Starting in January 2011 the IRS is no longer mailing paper filings for taxes, credit card spending has hit a 31 year decline while debit card transactions have increased nearly 7.9% overall. It’s estimated that credit card usage will drop below 50%while frauds drops quickly due to new detection systems. Consumers are using less credit and wanting less credit. In a world where traditional credit has evaporated, consumers have changed not how they spend money but how they perceive and attain credit- this time without banks.
Facebook the New Credit Database?
It used to be that credit scores were good indicators of risk associated with consumers. Looking at outstanding debt, previous history of payments, previous history of spending transactions you could evaluate the worth of someone’s credit and assign a credit score. For years banks had massive transactional data and tried to figure out the best way to calculate risk both for major fraud (on a criminal level) and minor fraud (personal, potentially accidental level). Obviously systems are in place now with algorithms that formulate risk. This isn’t a secret, it’s the bones behind why your debit or credit card has been declined: your cardholder information is processed against which ever authorization program being used and an answer is sent back to the originating terminal from either ‘approving” or “declining” that particular transaction. You know who is also really good at making algorithms and understanding user behavior? Facebook.
A Transaction is a Transaction
Transaction amounts and types are quickly categorized which is why with online banking many times a larger amount than spent at a gas station will be held against a checking account or why with some business debit cards a small transaction will be declined at one restaurant but not another. Many times transactions limits are set higher than they should be, as it allows banks to rack up fees for overdrawn or accounts improperly used. Americans poor spending habits have been nurtured by banks, it’s been a way to make money but with recent court cases like this one against Wells Fargo, banks are being forced to tighten the rope on spending and on granting credit. Tightened financial regulation has been needed for years just as paper checks are being phased out of Europe. Banks have less incentive to give money and consumers have less reasons to use banks. The bank and consumer relationship has become a hostile one coming and social media is becoming the catalyst for divorce.
Who Needs Money Anyway?
Already online holiday spending is up 7-9%. Credits can be earned taking surveys online, money can be made and spent playing games, loans can be given via websites like ZestCash and Prosper. The joke has always been and will increasingly become true that one day you can pay rent with Farmville points. This isn’t far fetched: earlier this year Zynga partnered up with a Softbank a Japanese venture, while SponsorPay continues to dominate the Europe virtual currency market. and the U.S banking system quickly falls behind the mark, or even worse can’t keep up. Mobile payments make taking money on the go easy, Paypal allows prepaid cards for cashing out accounts, and Facebook is partnered with Amazon for social shopping. Facebook credits the new money?

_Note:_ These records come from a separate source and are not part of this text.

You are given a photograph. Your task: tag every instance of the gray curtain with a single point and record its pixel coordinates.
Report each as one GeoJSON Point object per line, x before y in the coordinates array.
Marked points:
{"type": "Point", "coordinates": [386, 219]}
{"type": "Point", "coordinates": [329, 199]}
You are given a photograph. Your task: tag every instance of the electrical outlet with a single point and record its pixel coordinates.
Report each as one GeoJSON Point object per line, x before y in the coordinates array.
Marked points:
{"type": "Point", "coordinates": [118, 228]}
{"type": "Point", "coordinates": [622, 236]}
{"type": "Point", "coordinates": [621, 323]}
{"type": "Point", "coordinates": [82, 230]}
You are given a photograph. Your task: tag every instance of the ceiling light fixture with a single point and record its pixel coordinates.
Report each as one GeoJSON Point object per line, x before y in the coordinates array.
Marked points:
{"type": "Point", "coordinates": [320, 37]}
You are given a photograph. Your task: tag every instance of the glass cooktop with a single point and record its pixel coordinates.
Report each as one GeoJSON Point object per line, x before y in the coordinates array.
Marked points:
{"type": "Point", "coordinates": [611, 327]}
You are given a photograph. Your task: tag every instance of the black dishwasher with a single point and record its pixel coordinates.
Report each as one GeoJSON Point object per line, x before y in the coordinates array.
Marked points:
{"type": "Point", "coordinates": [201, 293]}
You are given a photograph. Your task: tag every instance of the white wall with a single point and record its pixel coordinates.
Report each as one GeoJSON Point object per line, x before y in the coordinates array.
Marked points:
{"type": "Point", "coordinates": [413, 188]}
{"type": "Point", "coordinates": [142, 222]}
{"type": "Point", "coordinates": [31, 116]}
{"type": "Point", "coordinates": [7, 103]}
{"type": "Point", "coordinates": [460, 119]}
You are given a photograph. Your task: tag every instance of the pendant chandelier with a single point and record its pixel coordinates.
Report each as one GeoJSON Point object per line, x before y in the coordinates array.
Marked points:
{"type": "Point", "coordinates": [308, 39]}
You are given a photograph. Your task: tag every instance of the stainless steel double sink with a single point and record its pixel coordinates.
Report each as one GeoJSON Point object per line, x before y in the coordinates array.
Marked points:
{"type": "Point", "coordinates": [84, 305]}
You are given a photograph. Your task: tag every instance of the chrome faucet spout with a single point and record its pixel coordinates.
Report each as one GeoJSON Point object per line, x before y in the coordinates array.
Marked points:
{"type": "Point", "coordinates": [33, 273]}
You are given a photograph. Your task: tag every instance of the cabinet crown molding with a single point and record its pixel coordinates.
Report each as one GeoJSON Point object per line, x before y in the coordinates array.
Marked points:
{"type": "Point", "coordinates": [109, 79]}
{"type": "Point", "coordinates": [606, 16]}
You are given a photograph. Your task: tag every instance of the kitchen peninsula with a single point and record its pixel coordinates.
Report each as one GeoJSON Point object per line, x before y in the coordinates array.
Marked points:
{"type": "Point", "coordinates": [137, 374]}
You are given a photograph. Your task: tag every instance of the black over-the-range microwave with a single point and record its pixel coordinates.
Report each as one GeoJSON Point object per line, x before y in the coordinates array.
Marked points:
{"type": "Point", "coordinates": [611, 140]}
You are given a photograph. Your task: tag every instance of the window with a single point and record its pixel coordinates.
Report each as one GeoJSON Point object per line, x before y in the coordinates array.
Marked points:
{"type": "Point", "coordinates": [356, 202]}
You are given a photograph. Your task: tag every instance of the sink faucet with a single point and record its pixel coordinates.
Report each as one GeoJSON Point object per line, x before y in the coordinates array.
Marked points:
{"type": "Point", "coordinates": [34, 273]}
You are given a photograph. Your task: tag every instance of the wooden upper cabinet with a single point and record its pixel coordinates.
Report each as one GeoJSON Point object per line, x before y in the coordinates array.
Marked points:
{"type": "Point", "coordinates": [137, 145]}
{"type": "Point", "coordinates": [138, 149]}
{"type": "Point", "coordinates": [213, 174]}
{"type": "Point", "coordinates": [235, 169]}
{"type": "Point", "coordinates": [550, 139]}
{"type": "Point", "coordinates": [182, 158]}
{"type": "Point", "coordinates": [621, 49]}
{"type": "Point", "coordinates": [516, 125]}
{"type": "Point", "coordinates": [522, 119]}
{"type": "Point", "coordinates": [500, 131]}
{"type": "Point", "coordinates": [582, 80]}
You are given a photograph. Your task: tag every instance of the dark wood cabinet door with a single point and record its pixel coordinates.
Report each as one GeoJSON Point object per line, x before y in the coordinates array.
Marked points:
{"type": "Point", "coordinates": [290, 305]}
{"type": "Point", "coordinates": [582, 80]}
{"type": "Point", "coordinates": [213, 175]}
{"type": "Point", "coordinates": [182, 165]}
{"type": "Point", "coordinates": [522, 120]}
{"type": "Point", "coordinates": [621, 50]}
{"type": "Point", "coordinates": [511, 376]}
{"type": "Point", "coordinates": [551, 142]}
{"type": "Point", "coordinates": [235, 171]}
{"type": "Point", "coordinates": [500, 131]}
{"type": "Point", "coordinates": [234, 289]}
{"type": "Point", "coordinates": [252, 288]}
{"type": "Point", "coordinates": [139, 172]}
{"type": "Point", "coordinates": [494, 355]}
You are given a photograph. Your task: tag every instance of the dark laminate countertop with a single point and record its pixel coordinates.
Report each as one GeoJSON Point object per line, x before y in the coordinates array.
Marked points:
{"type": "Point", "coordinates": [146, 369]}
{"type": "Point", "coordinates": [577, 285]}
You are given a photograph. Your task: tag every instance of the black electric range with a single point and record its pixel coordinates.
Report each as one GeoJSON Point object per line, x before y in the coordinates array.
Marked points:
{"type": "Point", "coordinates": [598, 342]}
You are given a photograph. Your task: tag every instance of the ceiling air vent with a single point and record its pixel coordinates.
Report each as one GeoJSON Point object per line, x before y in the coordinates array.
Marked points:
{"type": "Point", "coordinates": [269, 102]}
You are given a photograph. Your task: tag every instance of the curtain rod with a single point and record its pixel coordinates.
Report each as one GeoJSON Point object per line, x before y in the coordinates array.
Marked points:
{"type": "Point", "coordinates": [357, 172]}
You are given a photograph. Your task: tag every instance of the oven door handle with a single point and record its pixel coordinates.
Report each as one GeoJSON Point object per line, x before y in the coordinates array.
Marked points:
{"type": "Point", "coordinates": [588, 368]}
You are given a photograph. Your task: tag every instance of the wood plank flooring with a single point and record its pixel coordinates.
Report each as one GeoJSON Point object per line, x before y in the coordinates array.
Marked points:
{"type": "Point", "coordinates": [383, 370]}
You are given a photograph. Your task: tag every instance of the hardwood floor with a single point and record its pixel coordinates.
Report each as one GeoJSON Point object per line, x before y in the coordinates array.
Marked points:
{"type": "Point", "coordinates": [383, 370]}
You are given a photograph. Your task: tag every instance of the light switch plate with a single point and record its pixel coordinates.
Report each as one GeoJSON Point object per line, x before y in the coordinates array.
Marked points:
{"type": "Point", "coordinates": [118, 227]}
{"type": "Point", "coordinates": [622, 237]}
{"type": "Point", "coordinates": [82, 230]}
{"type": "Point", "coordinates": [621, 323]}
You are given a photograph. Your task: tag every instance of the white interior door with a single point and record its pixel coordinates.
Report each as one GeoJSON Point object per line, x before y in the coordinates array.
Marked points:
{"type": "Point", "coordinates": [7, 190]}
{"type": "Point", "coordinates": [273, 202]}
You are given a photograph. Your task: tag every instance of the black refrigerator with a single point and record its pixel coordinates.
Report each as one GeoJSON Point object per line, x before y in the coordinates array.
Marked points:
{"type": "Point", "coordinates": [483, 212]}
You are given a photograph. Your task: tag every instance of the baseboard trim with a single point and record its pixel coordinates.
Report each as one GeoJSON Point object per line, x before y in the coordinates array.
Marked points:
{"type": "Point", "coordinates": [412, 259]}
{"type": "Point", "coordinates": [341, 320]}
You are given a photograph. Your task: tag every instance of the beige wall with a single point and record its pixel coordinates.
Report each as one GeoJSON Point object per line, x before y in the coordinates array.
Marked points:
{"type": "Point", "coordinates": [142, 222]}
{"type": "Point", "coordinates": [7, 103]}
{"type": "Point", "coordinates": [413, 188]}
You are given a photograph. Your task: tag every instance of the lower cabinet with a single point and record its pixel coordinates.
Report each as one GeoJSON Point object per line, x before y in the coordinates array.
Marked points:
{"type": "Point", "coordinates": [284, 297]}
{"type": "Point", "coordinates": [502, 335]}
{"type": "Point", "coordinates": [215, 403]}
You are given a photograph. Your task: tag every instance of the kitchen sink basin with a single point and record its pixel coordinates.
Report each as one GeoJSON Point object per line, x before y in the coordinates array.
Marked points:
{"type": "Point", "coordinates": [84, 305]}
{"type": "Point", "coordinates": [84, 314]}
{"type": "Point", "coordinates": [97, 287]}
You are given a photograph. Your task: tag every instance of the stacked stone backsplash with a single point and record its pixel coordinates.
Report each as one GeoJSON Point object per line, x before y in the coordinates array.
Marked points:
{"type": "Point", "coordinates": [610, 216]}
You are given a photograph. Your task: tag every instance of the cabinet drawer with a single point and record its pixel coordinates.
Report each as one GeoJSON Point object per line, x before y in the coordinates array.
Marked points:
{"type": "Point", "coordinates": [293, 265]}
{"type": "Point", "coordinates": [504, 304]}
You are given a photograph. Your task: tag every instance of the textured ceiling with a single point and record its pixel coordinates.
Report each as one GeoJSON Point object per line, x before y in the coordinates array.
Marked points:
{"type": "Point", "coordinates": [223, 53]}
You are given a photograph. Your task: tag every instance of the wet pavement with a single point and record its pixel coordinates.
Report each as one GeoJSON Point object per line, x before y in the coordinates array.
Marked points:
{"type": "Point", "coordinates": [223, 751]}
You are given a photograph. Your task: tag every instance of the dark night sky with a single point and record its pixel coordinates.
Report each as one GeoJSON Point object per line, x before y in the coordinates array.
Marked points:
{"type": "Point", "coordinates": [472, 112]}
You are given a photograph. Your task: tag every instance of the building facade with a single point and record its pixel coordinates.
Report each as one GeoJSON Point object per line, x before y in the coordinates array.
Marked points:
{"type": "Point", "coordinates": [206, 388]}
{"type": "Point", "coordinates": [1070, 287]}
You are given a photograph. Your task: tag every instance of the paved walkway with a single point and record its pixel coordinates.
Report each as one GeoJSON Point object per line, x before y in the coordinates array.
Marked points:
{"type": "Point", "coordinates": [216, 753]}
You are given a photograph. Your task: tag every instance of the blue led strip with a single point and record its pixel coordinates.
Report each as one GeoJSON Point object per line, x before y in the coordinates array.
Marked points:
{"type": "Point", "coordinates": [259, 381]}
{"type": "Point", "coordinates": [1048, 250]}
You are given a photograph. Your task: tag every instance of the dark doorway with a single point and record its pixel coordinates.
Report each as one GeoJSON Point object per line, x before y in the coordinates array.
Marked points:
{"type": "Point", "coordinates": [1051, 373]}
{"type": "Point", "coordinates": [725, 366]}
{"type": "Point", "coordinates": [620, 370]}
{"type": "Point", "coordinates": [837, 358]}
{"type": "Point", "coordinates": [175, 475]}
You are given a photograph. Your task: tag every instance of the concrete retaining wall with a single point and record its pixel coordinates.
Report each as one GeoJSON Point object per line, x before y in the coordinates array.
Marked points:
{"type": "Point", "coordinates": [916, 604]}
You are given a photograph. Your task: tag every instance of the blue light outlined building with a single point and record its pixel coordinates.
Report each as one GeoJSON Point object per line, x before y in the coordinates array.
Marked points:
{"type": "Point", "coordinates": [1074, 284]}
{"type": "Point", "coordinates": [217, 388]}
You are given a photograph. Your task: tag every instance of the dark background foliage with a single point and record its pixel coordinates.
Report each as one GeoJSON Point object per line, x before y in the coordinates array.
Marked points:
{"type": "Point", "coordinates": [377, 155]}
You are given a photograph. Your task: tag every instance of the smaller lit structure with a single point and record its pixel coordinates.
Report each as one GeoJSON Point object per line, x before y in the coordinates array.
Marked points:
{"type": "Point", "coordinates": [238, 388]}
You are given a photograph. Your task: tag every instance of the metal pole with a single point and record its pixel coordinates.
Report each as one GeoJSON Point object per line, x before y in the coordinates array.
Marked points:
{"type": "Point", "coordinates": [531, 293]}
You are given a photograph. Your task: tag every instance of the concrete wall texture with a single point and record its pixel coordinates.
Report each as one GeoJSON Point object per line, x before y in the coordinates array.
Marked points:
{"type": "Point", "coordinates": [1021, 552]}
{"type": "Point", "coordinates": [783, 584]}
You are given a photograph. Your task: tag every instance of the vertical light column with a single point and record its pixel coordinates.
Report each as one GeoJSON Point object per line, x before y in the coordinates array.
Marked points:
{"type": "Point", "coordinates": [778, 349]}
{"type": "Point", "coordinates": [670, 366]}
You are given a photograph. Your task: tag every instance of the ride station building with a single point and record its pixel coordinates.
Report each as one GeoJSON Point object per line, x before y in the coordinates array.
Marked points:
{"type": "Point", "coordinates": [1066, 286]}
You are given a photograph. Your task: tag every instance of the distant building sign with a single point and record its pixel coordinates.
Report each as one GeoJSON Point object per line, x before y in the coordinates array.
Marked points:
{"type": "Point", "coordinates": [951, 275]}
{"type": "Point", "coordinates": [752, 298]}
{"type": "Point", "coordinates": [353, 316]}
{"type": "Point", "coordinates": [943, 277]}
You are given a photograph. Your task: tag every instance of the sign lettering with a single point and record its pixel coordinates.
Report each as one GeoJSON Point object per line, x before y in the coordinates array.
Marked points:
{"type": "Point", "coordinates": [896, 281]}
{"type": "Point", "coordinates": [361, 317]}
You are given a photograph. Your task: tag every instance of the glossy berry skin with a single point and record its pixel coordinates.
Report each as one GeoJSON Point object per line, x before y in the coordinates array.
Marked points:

Klout Score the New Credit Score
Every time you use your credit card transaction information is being stored and used to evaluate risk. Everytime you like or share something on Facebook its being tracked. Retweets, tracked. Friends, tracked. With Facebook opt-in many other things you do online are tracked and associated with your Facebook user account, we know this thus how Klout is now able to give a “influence” score for Facebook as well as Twitter. Your Klout score tells the world the power you have online. It shouldn’t be long before the same principals behind traditional electronic spending can be applied to online influence. Want to get a homeloan? Did your car insurance rates go up? All of this, could, be measured against your online score.
What will consumers be doing this winter retail season? Besides shopping online, it may just be the beginnings of building online credit, social media style.